Democratic Senators Propose New Crypto Guidelines

A group of Democratic US senators has announced its own set of guidelines aimed at shaping legislation for a crypto market structure, emphasizing the importance of taking time to achieve a “strong, bipartisan outcome.”

In a notice released on Tuesday, 12 Democratic senators, many of whom serve on the banking committee, presented a framework for market structure legislation in reaction to the proposals put forward by Republicans.

Similar to the Republicans’ most recent draft issued on September 5, the Democrats’ framework includes elements aimed at ensuring regulatory clarity and outlining the rules that the US Securities and Exchange Commission (SEC) and Commodity Futures Trading Commission (CFTC) could follow when managing digital assets.

“We owe it to the millions of Americans who participate in this market to create clear rules of the road that protect consumers and safeguard our markets,” the senators stated. “We also must ensure that digital assets are not used to finance illicit activities or to line the pockets of politicians and their families.”

Given the Democrats’ minority status in the Senate, it remains uncertain whether Republicans will take the framework recommendations into account as they work toward passing the bill through the banking committee by October, the agriculture committee by November, and into law by 2026.

Republican Senator Tim Scott, chair of the banking committee, mentioned in August that he anticipated “between 12 to 18” Democrats would support the majority’s version of the bill known as the Responsible Financial Innovation Act.

“Achieving a strong, bipartisan outcome will require time and cannot be rushed,” the 12 Democrats wrote. “We look forward to collaborating with our Republican colleagues.”

The Democratic framework, which outlined “seven key pillars,” includes suggested protections to combat illicit finance and address the “gap in the spot market” for digital assets that are not deemed securities. Additionally, the document explicitly called out US President Donald Trump, recommending measures to ensure “fair, effective regulation” over crypto markets.

“Designing and enforcing a digital asset framework will require significant additional resources for the SEC, CFTC, and the Treasury Department,” the proposed framework noted. “Moreover, President Trump has dismissed numerous Democratic commissioners from independent regulatory agencies and shown little interest in appointing new officials.”

Currently, the CFTC is led by one commissioner, acting chair Caroline Pham, following the departure of all other heads of the agency this year. The Senate is set to review the nomination of Brian Quintenz, Trump’s candidate to succeed Pham as chair.

Pham has indicated she plans to leave the CFTC once the Senate confirms a replacement.
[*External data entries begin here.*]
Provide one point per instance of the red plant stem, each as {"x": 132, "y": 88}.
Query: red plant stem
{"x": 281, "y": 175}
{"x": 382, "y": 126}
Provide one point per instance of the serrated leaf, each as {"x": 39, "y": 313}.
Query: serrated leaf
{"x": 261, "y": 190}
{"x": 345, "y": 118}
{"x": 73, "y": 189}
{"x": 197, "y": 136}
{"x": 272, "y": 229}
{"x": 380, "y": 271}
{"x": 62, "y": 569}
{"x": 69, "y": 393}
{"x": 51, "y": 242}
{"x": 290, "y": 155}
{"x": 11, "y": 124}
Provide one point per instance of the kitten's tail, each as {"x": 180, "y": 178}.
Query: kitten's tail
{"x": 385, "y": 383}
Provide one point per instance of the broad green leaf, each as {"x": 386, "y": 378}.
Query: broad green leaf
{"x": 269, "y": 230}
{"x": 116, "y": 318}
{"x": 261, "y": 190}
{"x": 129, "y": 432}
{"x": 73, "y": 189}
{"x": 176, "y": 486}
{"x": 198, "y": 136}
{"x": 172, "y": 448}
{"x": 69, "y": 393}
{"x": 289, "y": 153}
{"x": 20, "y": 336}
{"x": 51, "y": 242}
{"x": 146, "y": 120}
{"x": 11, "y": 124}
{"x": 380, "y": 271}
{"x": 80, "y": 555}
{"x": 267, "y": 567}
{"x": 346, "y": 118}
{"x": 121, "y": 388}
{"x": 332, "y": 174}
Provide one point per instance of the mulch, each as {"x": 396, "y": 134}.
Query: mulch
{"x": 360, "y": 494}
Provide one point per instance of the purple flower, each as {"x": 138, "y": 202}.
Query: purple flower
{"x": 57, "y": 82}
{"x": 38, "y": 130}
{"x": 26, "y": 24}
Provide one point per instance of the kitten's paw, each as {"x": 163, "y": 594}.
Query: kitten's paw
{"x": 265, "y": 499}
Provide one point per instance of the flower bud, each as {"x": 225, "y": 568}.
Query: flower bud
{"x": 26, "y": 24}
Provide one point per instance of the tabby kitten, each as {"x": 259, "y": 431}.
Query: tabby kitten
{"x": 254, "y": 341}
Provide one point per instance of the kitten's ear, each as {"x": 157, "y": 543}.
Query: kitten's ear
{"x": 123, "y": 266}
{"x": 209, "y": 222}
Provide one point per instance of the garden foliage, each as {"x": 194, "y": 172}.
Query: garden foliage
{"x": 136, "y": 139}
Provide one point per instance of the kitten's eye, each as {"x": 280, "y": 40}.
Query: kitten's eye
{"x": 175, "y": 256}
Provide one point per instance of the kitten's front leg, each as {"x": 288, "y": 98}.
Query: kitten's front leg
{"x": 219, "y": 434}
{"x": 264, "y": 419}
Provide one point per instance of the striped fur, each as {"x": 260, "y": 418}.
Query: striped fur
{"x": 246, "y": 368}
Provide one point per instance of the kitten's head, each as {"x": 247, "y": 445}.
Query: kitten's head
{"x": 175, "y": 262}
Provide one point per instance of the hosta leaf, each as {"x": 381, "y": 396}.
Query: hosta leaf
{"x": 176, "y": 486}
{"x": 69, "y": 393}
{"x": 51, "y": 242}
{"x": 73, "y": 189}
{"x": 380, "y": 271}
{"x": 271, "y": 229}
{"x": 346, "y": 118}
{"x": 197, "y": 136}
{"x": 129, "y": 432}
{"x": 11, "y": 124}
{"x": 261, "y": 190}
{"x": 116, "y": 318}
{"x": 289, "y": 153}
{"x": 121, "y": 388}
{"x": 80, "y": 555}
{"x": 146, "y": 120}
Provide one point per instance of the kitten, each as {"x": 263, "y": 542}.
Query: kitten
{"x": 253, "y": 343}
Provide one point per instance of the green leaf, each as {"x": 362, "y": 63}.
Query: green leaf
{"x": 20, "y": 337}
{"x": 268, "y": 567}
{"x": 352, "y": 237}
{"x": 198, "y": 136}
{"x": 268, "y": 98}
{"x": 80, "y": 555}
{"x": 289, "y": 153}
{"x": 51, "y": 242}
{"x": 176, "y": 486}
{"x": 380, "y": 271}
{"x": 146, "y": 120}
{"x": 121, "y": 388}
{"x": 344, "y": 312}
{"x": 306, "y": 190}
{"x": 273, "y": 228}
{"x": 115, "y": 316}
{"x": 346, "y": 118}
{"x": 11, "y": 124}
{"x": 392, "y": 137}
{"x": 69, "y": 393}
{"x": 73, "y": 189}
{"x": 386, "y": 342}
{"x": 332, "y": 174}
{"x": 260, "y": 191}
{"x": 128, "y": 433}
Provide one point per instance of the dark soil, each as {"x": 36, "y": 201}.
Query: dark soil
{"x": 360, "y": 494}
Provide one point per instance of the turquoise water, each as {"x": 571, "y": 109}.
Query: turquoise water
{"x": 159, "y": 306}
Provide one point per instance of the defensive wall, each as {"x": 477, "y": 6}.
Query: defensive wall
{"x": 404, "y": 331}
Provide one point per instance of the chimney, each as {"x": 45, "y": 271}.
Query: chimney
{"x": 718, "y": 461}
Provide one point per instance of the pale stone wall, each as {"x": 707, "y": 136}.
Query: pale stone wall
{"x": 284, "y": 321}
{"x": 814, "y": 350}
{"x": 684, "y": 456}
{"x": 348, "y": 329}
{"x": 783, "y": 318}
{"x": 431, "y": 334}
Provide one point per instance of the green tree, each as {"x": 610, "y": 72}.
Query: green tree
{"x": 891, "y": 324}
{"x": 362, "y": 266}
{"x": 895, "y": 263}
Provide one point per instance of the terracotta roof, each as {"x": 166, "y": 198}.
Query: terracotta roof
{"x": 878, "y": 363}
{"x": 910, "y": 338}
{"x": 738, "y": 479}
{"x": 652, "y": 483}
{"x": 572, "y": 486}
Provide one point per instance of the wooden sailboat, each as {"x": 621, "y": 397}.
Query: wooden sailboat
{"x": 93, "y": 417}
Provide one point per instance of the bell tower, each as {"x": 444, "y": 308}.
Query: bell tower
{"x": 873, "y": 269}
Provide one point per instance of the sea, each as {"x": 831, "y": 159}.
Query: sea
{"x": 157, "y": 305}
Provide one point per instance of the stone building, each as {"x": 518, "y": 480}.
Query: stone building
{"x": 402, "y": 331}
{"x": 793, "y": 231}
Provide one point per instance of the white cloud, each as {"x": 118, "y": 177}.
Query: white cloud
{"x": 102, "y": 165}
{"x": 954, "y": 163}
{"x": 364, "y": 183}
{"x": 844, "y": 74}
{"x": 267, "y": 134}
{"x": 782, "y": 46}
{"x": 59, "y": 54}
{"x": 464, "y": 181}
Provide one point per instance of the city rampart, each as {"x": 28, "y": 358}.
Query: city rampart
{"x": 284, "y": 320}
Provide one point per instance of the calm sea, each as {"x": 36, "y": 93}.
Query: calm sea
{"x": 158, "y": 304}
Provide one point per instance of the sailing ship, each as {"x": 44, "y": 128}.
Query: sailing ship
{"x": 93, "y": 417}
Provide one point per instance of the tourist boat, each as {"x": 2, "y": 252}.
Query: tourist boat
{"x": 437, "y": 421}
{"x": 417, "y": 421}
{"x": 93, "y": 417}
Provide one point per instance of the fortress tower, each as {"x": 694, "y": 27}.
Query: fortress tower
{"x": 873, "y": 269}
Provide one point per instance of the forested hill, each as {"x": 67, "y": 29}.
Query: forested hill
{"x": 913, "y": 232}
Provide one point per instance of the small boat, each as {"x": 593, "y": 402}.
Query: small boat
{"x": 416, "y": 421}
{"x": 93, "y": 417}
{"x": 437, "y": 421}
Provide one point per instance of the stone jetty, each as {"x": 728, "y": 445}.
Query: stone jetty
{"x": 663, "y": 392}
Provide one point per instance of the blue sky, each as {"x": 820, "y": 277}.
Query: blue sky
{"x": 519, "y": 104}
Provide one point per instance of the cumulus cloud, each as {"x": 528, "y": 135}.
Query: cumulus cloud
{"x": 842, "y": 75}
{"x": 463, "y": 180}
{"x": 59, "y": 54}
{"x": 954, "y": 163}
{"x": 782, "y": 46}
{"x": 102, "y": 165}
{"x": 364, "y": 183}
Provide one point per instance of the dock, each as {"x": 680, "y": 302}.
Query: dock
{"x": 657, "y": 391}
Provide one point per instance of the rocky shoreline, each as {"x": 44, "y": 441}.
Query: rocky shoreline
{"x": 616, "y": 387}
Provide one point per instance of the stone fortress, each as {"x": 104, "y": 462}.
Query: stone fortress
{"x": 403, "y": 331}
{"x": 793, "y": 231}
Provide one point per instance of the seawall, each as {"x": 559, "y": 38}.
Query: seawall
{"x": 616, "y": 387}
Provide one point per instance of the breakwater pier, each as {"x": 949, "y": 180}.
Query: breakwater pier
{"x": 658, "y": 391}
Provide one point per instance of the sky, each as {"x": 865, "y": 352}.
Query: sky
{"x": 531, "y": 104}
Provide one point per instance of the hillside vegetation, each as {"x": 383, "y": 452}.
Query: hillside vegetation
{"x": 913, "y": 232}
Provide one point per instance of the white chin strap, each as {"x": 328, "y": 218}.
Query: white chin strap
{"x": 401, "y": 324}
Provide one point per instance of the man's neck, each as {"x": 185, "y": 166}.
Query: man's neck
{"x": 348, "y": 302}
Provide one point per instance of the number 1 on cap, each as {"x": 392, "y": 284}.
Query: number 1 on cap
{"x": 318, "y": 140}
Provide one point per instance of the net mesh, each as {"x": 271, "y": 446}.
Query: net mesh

As of Tuesday, Trump had not nominated anyone else for the remaining four positions on the commission.

After the passing of the GENIUS Act—a bill governing payment stablecoins—in July, the Senate is anticipated to prioritize addressing the market structure bill following a month-long break.

The House’s version of the legislation, named the CLARITY Act, was passed with considerable bipartisan backing, while an anti-CBDC (central bank digital currency) bill garnered only two supportive votes from Democrats.

Although many senators who endorsed the Tuesday framework previously voted in favor of the GENIUS Act, it is unclear whether that enthusiasm will carry over to the market structure discussions, especially concerning the recommendations on “corruption and abuse.”

The document suggests that any proposed legislation include restrictions on elected officials and their families from “issuing, endorsing, or profiting from digital assets while in office,” along with strengthened disclosure requirements.

In addition to their worries about leadership at independent regulatory agencies, the Senate Democrats criticized Trump for having “turned to digital asset projects to enrich himself and his family.”

Trump’s connections to the industry through his family-backed crypto company World Liberty Financial, his personal memecoin, and his family’s mining venture could hinder efforts to garner bipartisan support for crypto legislation, particularly among Democrats like Senator Elizabeth Warren, who has frequently voiced concerns regarding the president’s crypto initiatives.